Używałem już różnych środków transportu na nartach: od bardziej trywialnych (wyciąg, podchodzenie) do bardziej unikalnych (łódź, latawiec, skuter, ratrak, helikopter). Pomysł z końmi świtał mi w głowie, odkąd przeczytałem o tym, że w Kirgistanie żyje ich ponad 400 tysięcy. Pomyślałem, że jeśli nie zrobimy tego tutaj, nie zrobimy już nigdy w życiu. No bo gdzie jeszcze na świecie narodowy sport to polo na koniach zdechłym kozłem? Albo w którym innym kraju narodowy drink to sfermentowane końskie mleko? Jeśli nie teraz – to nigdy. Musiałem namówić Rafała i zaczęliśmy rozpytywać. Okazało się, że Slava zna Emila, a Emil zna Omurbeka, który jest głównym leśniczym nieopodal wsi воз учук, 35km od Karakola. I tak dotarliśmy do Omurbeka – wesołego Kirgiza ze złotymi zębami od ucha do ucha. Jeśli ktoś z czytających chce to powtórzyć, to podaję namiary do Omurbeka, za jego zgodą: +996 779 78 1445 albo +996 709 78 1445 – a współrzędne GPS: 42.552571N 78.758613E – ale uwaga! da się dotrzeć TYLKO wysoko zawieszonym 4×4 (nie widzieliście nigdy takiego błota w Polsce). Myślę, że utargujecie do 30-40$ za osobo-konia za dzień. Pamiętajcie, że Omurbek musi jechać z Wami i zwieźć Wasze konie z góry po tym jak przesiądziecie się na narty. Podane ceny są przy dwóch osobach. Przy większej liczbie ludzi będzie taniej na głowę. Ale i tak te 30-40$ to taniej niż skipass w Austrii. Omurbek zrobi Wam trwający 5 minut instruktaż: naprzód tu „CIU” i lekko batem po dupie (końskiej, nie swojej ani Omurbeka), stop to „TRRRR” i lejce do siebie, lewo-prawo to lejcami lewo-prawo – koniowi skręca się wtedy głowa, a za głową idzie reszta konia – w sumie proste. No i w siodle trzeba siedzieć „kak mongoł” – czyli nisko i się nie bać, bo inaczej koń ponoć to wyczuje i was zrzuci. W sumie Omurbek był zdziwiony, że potrzebujemy instruktażu, bo w Kirgistanie na koniu umie jeździć każdy – jak na rowerze.
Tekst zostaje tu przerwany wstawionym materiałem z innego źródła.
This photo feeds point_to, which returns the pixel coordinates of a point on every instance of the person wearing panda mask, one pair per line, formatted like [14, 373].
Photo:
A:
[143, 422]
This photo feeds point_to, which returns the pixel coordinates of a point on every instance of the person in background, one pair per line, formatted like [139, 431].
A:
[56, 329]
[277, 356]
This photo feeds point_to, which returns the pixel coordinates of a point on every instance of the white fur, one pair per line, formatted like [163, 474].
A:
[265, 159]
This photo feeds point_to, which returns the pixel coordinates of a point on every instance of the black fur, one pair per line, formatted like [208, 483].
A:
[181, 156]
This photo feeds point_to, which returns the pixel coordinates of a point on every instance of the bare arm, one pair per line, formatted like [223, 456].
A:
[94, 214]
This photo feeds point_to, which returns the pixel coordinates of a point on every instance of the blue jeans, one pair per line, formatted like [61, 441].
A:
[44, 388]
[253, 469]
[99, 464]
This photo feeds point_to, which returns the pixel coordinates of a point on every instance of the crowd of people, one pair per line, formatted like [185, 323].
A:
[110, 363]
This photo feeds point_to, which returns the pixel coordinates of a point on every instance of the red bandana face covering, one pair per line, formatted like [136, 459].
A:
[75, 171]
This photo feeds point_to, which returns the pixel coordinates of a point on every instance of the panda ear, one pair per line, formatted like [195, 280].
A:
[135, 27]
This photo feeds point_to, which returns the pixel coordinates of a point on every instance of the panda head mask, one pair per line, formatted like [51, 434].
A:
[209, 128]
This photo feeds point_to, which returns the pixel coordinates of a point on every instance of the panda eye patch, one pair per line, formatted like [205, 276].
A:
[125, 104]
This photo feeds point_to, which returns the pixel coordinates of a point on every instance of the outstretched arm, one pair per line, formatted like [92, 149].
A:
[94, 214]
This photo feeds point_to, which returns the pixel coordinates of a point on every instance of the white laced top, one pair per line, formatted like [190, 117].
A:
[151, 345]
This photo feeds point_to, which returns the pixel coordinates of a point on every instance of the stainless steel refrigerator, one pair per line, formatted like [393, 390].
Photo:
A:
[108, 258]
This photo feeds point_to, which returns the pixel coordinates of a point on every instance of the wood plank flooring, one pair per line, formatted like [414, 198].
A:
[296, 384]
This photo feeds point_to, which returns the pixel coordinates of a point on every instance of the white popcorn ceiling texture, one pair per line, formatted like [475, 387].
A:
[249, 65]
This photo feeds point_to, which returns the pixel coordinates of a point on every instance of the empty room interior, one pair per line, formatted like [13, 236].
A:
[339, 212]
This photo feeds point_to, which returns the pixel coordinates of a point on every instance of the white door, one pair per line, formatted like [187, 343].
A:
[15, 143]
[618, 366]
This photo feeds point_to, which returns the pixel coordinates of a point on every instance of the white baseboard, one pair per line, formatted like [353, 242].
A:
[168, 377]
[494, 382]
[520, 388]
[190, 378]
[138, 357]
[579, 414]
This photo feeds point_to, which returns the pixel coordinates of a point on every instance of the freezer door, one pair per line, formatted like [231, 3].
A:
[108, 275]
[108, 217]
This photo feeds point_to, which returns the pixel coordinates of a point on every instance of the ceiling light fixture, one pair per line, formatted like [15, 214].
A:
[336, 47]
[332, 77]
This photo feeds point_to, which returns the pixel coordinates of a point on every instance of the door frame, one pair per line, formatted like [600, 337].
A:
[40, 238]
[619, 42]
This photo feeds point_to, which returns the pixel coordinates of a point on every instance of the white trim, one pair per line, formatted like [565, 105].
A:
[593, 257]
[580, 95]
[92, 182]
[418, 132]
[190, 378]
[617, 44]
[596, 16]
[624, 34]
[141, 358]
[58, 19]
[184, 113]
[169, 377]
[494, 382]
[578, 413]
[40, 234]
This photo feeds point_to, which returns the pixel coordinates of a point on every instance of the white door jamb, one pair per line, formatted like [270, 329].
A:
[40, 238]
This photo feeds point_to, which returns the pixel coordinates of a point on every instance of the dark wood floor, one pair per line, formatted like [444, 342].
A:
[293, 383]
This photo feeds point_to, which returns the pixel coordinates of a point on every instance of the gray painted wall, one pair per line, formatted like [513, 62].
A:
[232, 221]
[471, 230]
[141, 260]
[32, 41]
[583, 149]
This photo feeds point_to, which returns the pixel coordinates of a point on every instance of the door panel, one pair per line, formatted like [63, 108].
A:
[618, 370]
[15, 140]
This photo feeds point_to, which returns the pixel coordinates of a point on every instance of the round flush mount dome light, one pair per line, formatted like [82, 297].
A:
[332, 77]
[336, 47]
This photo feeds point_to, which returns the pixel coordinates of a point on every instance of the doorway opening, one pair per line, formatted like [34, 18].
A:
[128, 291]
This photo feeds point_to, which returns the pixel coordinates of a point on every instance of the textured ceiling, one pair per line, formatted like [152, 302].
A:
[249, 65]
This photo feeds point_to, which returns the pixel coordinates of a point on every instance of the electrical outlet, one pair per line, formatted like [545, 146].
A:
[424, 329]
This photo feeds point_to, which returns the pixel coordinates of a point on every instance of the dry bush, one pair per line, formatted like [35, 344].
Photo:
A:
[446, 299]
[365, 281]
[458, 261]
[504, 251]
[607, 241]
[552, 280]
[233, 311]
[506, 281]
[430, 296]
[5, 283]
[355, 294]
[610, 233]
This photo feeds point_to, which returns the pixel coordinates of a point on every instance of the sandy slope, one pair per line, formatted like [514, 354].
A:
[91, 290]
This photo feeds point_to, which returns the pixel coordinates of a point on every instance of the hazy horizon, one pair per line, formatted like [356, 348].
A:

A jak było w drodze? Mówiąc szczerze nie dojechaliśmy tam gdzie chcieliśmy. Było nam szkoda naszych koni brnących w głębokim śniegu. Omurbek bał się chyba, że będziemy chcieli zwrotu kasy i mieliśmy wrażenie, że zabatożyłby te biedne konie na śmierć, żeby tylko weszły na górę. No ale może to tylko wrażenie zepsutego Europejczyka, który nie zna prawdziwego życia? Trudno powiedzieć. Tak czy siak, na wysokości około 2300-2400 metrów mój koń potknął się kolejny raz, ale tym razem nie oparł się na przednich kolanach, tylko zarył pyskiem w śnieg tak, że ja spadłem z niego do przodu. Spadłem w śnieg – nic mi się nie stało, ale zdecydowaliśmy, że nie wjeżdżamy na planowane 2700. Omurbek chciał wjechać nawet na 3000, ale zapytany, czy robił to kiedyś zimą, odpowiedział szczerze z uśmiechem: „Niet, pierwyj raz”. Ot, kirgiska fantazja. Bardzo nas namawiał i przestał dopiero, kiedy powiedzieliśmy, że „dień charoszyj, dengi niet probljem, spasiba, my tiepier na łyży”. Może i dobrze się stało bo ocenialiśmy, że po roztopach jest spokojnie lawinowa trójka, a w drodze powrotnej widzieliśmy na północnym zboczu, którym mieliśmy jechać dwie urwane deski. Zjechaliśmy więc sobie bardzo-bardzo łagodnym, bezpiecznym i łatwym zboczem do domu Omurbeka. Warunki: lodoszreń, która nas spokojnie utrzymywała na powierzchni – niemal jak na trasie (myślę, że wyżej było znacznie gorzej – szreń łamliwa oznaczająca walkę i brak przyjemności z jazdy).
Uwagi dla chcących powtórzyć nasz plan: zróbcie to na przełomie stycznia i lutego – nie będzie wtedy słońca, a przez to powinien być puch zamiast szreni. W puchu fajniej się jeździ i łatwiej chodzi koniom (tak zrozumiałem od Omurbeka).